Robyn S. Metcalfe, PhD – Professor, The University of Texas at Austin
Dr. Robyn Metcalfe is the Director of The Food Lab at UT and a Lecturer in The University of Texas at Austin.
Her research includes Sustainable food systems and urban geography; urban food markets and their design; historical provisioning of cities and urban geography; food history; modern European history; nineteenth-century history.
Currently, Dr. Metcalfe is developing collaborative research on improving the global food system through the UT Food Lab; analyzing historical food systems and their influence and impact on current systems of provisioning of cities; historical research on food markets and urban design; annual Food and the City Conference; UT Food Studies Project; and food startups and innovations.
In February 2011, she chaired a conference,” Food and the City” sponsored by the Boston University History Department and in 2011-12, she was an Invited Research Fellow at the Institute for Historical Studies. Her new book, “Cattle, Commerce, and the City,” was published in April 2012.
She currently teaches European Food History at The University of Texas.
In addition to her academic work, she founded and managed a farm for ten years that conserved heritage livestock breeds, she holds a Certificate from Cordon Bleu, and is the current president of the Gloucestershire Old Spots Pigs Association of America.
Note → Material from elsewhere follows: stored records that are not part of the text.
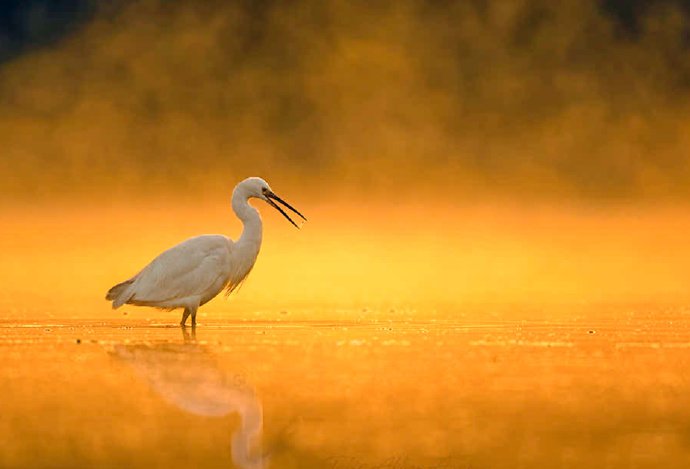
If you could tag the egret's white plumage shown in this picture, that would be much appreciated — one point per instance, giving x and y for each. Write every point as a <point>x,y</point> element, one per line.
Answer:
<point>196,270</point>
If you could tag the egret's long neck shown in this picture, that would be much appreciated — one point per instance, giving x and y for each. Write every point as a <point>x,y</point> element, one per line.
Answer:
<point>251,234</point>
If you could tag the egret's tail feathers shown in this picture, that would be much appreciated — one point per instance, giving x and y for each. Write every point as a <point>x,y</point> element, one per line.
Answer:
<point>120,293</point>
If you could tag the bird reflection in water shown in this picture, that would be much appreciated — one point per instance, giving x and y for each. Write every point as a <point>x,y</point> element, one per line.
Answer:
<point>187,376</point>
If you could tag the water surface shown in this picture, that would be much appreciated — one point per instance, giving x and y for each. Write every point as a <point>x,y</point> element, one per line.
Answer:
<point>597,388</point>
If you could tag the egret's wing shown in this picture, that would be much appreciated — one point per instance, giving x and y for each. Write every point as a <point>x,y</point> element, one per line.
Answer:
<point>188,269</point>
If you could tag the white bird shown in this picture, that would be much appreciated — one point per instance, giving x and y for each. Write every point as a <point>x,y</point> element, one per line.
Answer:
<point>196,270</point>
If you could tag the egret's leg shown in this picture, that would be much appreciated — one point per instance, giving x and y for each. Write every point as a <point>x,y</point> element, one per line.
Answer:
<point>193,316</point>
<point>185,315</point>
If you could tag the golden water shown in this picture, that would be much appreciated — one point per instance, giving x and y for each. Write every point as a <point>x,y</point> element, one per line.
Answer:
<point>348,349</point>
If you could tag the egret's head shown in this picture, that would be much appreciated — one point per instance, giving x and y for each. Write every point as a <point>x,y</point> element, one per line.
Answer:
<point>258,188</point>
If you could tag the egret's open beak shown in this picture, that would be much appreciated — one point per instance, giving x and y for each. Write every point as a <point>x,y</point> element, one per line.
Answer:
<point>271,195</point>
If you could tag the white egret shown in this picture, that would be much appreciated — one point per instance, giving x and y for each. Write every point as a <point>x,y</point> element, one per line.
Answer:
<point>196,270</point>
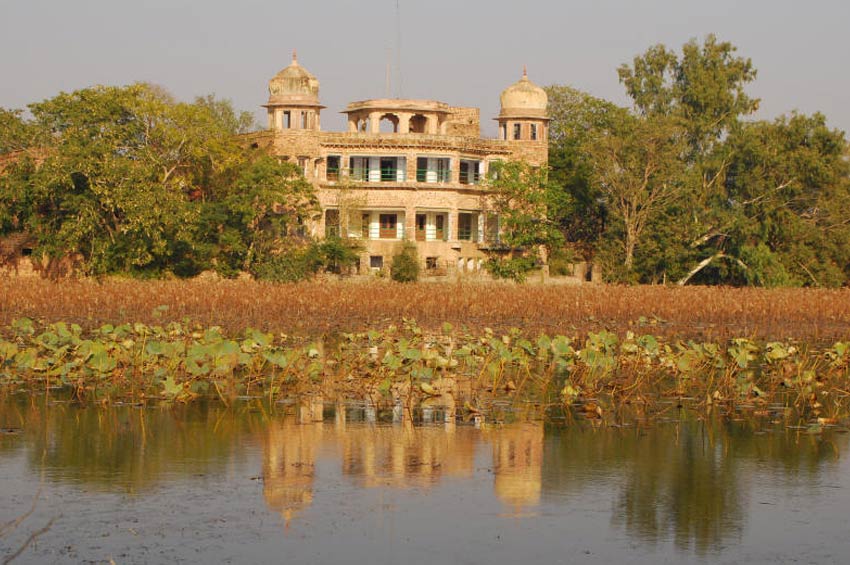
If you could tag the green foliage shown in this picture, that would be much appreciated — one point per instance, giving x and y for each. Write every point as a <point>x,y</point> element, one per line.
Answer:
<point>510,268</point>
<point>338,255</point>
<point>522,197</point>
<point>405,266</point>
<point>288,266</point>
<point>17,134</point>
<point>681,188</point>
<point>134,182</point>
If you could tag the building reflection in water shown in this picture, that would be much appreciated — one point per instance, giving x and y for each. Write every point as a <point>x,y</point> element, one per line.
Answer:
<point>289,458</point>
<point>686,482</point>
<point>518,465</point>
<point>395,455</point>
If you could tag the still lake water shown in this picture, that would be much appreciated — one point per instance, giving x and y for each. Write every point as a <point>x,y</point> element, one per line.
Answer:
<point>342,484</point>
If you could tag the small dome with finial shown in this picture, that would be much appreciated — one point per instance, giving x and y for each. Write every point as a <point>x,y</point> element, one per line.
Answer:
<point>524,99</point>
<point>294,84</point>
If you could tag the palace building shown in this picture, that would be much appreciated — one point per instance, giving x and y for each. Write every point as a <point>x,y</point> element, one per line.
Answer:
<point>405,169</point>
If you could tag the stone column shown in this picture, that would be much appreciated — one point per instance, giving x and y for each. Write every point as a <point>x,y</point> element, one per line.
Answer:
<point>431,124</point>
<point>404,122</point>
<point>375,122</point>
<point>454,164</point>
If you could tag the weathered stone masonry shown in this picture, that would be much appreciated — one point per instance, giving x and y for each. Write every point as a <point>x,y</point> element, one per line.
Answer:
<point>405,169</point>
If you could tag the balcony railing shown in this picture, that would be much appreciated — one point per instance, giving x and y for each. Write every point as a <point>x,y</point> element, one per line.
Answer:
<point>469,177</point>
<point>433,175</point>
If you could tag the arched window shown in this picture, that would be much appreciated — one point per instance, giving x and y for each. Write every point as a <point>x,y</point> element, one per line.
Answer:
<point>418,123</point>
<point>389,123</point>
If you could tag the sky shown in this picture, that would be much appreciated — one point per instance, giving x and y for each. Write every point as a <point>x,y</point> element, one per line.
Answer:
<point>463,52</point>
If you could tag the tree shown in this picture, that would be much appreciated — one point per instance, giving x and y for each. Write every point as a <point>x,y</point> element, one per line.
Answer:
<point>637,168</point>
<point>788,192</point>
<point>16,133</point>
<point>703,91</point>
<point>263,213</point>
<point>130,177</point>
<point>522,198</point>
<point>576,204</point>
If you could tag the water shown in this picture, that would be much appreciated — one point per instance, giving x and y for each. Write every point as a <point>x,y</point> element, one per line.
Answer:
<point>313,484</point>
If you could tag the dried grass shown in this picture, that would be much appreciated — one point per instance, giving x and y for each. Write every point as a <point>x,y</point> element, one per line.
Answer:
<point>330,306</point>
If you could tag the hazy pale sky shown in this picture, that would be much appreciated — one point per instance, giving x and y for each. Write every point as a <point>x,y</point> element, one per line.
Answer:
<point>459,52</point>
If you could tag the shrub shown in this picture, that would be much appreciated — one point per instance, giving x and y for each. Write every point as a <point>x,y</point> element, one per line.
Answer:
<point>405,266</point>
<point>514,268</point>
<point>289,266</point>
<point>338,255</point>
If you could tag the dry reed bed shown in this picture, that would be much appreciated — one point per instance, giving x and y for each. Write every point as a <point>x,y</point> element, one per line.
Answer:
<point>330,306</point>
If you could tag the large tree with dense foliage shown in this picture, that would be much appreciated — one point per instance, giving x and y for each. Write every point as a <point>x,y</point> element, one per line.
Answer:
<point>128,180</point>
<point>743,203</point>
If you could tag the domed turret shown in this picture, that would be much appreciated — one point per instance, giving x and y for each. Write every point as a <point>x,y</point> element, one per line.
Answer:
<point>523,113</point>
<point>294,99</point>
<point>294,84</point>
<point>524,99</point>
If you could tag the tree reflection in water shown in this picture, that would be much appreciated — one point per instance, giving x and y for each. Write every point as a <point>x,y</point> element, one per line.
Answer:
<point>685,481</point>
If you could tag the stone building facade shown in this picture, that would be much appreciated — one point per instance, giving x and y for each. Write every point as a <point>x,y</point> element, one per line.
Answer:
<point>405,170</point>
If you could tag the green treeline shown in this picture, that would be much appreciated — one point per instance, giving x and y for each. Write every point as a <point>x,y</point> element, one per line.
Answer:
<point>683,186</point>
<point>126,180</point>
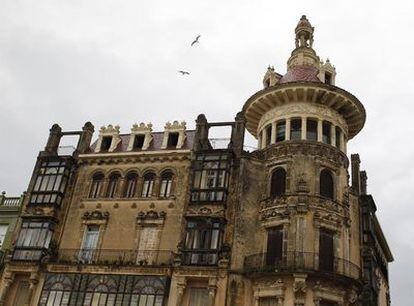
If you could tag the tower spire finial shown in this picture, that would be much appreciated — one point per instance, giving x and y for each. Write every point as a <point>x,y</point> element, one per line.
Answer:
<point>304,33</point>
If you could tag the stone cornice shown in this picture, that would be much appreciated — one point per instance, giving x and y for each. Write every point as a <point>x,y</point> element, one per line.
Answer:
<point>303,147</point>
<point>343,102</point>
<point>135,157</point>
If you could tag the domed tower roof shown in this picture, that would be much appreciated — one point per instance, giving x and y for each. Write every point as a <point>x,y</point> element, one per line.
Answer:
<point>307,80</point>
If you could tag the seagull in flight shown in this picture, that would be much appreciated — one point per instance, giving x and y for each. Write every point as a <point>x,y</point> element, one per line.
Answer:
<point>195,41</point>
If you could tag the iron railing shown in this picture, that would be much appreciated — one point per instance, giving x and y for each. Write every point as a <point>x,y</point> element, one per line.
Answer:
<point>300,262</point>
<point>15,201</point>
<point>113,257</point>
<point>199,257</point>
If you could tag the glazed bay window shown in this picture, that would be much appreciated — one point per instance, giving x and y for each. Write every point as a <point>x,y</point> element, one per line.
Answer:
<point>50,183</point>
<point>203,241</point>
<point>34,239</point>
<point>211,175</point>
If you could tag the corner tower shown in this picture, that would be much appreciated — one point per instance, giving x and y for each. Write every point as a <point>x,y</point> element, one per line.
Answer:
<point>305,249</point>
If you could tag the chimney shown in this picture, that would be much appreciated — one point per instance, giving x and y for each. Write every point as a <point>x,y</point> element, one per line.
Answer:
<point>355,162</point>
<point>363,177</point>
<point>54,139</point>
<point>85,138</point>
<point>201,135</point>
<point>237,134</point>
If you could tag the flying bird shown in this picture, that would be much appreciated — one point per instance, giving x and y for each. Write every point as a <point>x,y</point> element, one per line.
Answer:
<point>195,41</point>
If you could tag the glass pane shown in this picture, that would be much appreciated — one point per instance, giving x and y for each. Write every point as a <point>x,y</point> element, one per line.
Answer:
<point>296,129</point>
<point>280,131</point>
<point>311,130</point>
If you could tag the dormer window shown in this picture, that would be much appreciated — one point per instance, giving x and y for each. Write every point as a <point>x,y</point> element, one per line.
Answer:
<point>328,78</point>
<point>139,142</point>
<point>106,143</point>
<point>172,140</point>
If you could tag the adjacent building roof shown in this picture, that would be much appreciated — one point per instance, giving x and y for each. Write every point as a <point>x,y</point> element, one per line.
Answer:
<point>156,142</point>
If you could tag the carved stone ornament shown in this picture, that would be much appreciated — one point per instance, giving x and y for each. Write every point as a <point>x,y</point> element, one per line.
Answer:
<point>96,215</point>
<point>151,215</point>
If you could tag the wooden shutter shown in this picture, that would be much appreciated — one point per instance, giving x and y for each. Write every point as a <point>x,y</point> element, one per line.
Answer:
<point>326,251</point>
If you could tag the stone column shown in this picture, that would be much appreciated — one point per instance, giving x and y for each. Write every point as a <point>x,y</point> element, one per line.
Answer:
<point>33,281</point>
<point>303,135</point>
<point>264,134</point>
<point>180,292</point>
<point>120,188</point>
<point>333,135</point>
<point>273,139</point>
<point>212,290</point>
<point>320,130</point>
<point>287,131</point>
<point>356,183</point>
<point>8,279</point>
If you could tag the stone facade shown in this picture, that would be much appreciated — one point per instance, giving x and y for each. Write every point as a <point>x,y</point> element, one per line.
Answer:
<point>167,219</point>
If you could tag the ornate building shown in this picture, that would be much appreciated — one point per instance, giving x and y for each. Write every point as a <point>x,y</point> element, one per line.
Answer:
<point>167,218</point>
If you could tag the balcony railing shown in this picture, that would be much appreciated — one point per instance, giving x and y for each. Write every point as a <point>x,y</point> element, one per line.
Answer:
<point>113,257</point>
<point>28,253</point>
<point>199,257</point>
<point>15,201</point>
<point>300,262</point>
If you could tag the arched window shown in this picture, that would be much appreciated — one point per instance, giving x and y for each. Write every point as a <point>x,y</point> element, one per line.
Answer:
<point>113,184</point>
<point>278,183</point>
<point>96,187</point>
<point>326,184</point>
<point>130,185</point>
<point>166,182</point>
<point>148,185</point>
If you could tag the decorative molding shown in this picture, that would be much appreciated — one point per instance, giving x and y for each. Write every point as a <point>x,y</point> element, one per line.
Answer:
<point>174,127</point>
<point>112,131</point>
<point>151,218</point>
<point>95,216</point>
<point>141,129</point>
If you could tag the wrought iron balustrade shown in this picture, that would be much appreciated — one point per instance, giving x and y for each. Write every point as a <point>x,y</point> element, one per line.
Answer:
<point>308,262</point>
<point>113,257</point>
<point>11,202</point>
<point>199,257</point>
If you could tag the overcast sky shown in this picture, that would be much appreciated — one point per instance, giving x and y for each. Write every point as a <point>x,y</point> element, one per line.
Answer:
<point>116,62</point>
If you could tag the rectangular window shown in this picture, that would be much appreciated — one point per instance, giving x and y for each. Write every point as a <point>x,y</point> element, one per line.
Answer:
<point>89,245</point>
<point>268,301</point>
<point>139,142</point>
<point>326,250</point>
<point>211,175</point>
<point>149,240</point>
<point>106,143</point>
<point>34,238</point>
<point>326,132</point>
<point>3,232</point>
<point>63,289</point>
<point>328,78</point>
<point>274,247</point>
<point>198,297</point>
<point>172,140</point>
<point>268,134</point>
<point>281,131</point>
<point>338,134</point>
<point>203,241</point>
<point>50,183</point>
<point>295,129</point>
<point>311,130</point>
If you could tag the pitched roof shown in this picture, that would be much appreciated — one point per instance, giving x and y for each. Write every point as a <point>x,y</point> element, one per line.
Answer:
<point>155,145</point>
Dr. Metcalfe received her Ph.D. in Modern European History from Boston University, where she taught Agricultural History, Modern European History, European Cultural History, and Food History.
Thomas Glick, PhD – Professor, Boston University
Tom Glick is professor of history and gastronomy at Boston University, where he teaches history of science and technology and food history. He has a particular approach to food history, which is that its “natural” methodology is one that is focused on the field’s distinct and unique data base, that is, cookbooks and recipes.